In 2020, Governor of Rio de Janeiro Wilson Witzel stated that he's willing to resume the planning for the high-speed service soon. Later in March, Hyperloop TT announced that the company has plans to implement a hyperloop railway line in Brazil, which would be able to connect São Paulo and Rio de Janeiro in 25 minutes if implemented. As of 2025, the project to construct a high-speed rail line with a 1 hour and 25 minute travel time is being undertaken by TAV Brasil.

==Route==

| Lines | Terminals | Stations | Main Destinations | Duration of Travel (min) | Headway (min) | Entry into Service |
|---|---|---|---|---|---|---|
| TAV Rio-SP | Estaçao Leopoldina [pt], Rio de Janeiro ↔ São Paulo | 9 | Rio de Janeiro, São Paulo | Rio-SP: 1h 24min | - | − |

===São Paulo–Campinas route===
The proposed bullet train project was presented to the city by Helio de Oliveira Santos (PDT), mayor of Campinas, in Brasília, to be built by the Japanese consortium within five years (ready for the World Cup in 2014). Campinas is ahead in the construction because it is the first city to pave the way for the train by completing its new Multimodal Passenger Terminal in June 2008. However, the tendering procedures would not begin until February 2009, when over 28 major world manufacturers participated in a contest for related projects. The Japanese consortium presented its proposal based on the Shinkansen, which carried 340 million passengers the previous year on 2100 km of track. It is made up of the Japanese companies Mitsui, Mitsubishi, Kawasaki and Toshiba. The consortium has already submitted a preliminary proposal in Brasília and São Paulo and Rio for interested entrepreneurs.

The preliminary proposal is for five different types of rail service in which the trains would travel at speeds of up to 320 km/h. There would be three express services and two slower ones, each hourly, carrying up to 3,000 passengers. However, the competition for the building includes manufacturers from Spain, South Korea, Italy, France, Germany, Japan and China.

===Rio–São Paulo route===
The first stretch of high-speed train line in Brazil will be between its main cities of Rio de Janeiro and São Paulo. The distance of 412 km between the two city terminals: Água Branca in São Paulo and the Estaçao Leopoldina station in Rio de Janeiro, to be covered in one hour and twenty-five minutes at a maximum speed of 360 km/h.

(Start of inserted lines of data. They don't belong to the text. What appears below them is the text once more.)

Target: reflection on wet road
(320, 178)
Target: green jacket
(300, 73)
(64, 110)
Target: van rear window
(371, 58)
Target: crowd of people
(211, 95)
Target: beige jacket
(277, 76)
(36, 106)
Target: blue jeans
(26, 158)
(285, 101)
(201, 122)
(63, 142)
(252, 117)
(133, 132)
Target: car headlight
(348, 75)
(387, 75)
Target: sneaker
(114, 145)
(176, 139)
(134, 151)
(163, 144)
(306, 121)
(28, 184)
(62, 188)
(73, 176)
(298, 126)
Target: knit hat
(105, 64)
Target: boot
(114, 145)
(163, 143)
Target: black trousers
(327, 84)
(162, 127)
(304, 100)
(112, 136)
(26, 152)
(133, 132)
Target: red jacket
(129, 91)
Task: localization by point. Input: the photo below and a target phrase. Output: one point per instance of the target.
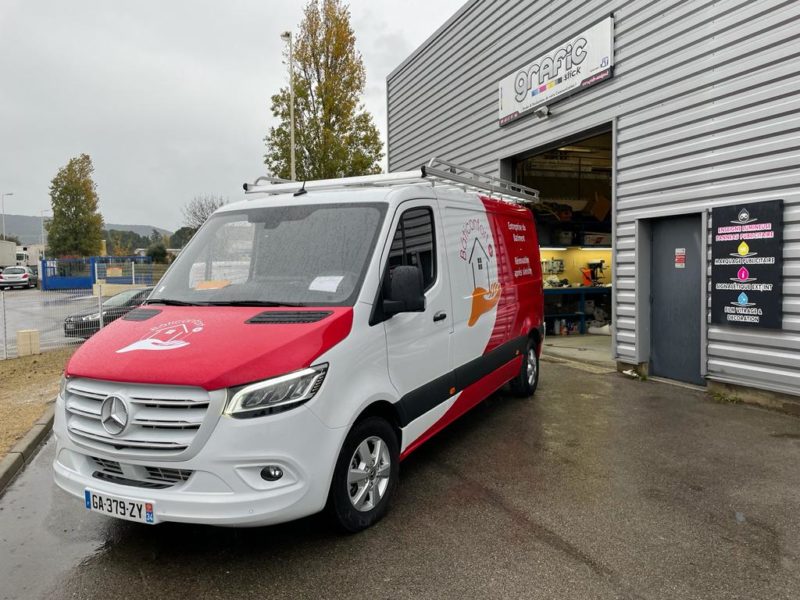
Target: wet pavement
(599, 487)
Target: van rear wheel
(524, 384)
(366, 475)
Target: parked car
(87, 323)
(299, 346)
(21, 277)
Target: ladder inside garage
(435, 172)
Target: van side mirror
(405, 291)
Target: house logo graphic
(167, 336)
(478, 252)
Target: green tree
(76, 228)
(180, 238)
(198, 209)
(334, 134)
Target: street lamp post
(3, 209)
(41, 213)
(286, 36)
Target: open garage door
(574, 178)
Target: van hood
(211, 347)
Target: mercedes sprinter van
(304, 342)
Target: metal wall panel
(706, 98)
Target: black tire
(524, 384)
(342, 510)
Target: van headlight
(276, 394)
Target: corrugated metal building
(702, 110)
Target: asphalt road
(599, 487)
(44, 311)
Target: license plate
(122, 508)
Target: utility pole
(286, 36)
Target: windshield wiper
(171, 302)
(253, 303)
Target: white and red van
(300, 346)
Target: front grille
(108, 466)
(162, 420)
(170, 476)
(138, 476)
(102, 476)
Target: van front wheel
(366, 475)
(524, 384)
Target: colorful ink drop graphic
(743, 299)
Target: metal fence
(33, 320)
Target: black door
(675, 299)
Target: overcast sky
(170, 98)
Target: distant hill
(29, 229)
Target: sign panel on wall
(747, 265)
(578, 63)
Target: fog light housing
(271, 473)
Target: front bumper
(225, 487)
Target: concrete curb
(24, 450)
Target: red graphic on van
(486, 289)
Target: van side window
(413, 244)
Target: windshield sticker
(166, 336)
(325, 283)
(477, 251)
(212, 284)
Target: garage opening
(574, 179)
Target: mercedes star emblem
(114, 415)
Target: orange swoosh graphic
(483, 301)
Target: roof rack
(436, 171)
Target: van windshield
(304, 255)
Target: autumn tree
(181, 237)
(198, 209)
(334, 134)
(76, 228)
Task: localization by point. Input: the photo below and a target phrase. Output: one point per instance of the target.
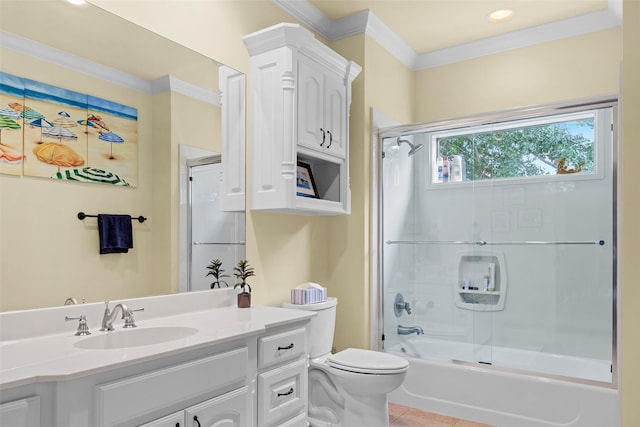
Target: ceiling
(426, 33)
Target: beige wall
(565, 69)
(629, 231)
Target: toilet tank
(321, 326)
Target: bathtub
(503, 397)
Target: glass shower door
(512, 263)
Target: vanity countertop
(56, 356)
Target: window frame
(603, 134)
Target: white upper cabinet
(322, 115)
(232, 181)
(300, 98)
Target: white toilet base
(369, 411)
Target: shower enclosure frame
(383, 127)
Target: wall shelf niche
(470, 293)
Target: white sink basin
(135, 337)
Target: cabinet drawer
(299, 421)
(21, 413)
(282, 392)
(277, 348)
(130, 398)
(174, 420)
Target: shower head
(413, 148)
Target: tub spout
(407, 330)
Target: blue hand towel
(116, 233)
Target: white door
(214, 234)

It is tentatively planned that the trains will have a capacity of 855 passengers at a headway of 15 minutes. The fare will be around R$150 to R$250 per passenger in the off-peak hours. There are several projects presented to the Brazilian government. One is the Italian design company's Italplan Engineering Environment & Transport Srl, whose proposal envisaged the high-speed train starting operations in 2015. If this target date had been met it would have served as a quick and vital link to São Paulo in time for the 2016 Summer Olympics.

==Specifications==
- Length: 417 km
- Estimated cost: R$ 50 billion (US$ 9.73 billion)
- Operational line speed: 320 km/h
- Designed line speed: 350 km/h
- Time between Rio-São Paulo: 1 hour, 24 minutes
- Estimated passengers: 71 million per year
- Estimated one-way ticket price: ?
- Gauge:
- Voltage: 25 kV AC overhead line

==Other connecting lines==
On May 13, 2008, it was reported that a high-speed line between Belo Horizonte and Curitiba would be included in the National Transport Plan. It would link Belo Horizonte, Divinópolis, Varginha and Poços de Caldas (all in the state of Minas Gerais); Campinas, São Paulo, Sorocaba, Itapetininga and Apiaí (all in the state of São Paulo); and Curitiba (in the state of Paraná). The line would be around 1,150 kilometres long, about twice the length of the line between Rio de Janeiro and Campinas. The resultant network, centred on São Paulo, would serve an area containing more than half of Brazil's economic output and population. The line is scheduled to be built after the completion of the line between Rio de Janeiro, São Paulo, and Campinas.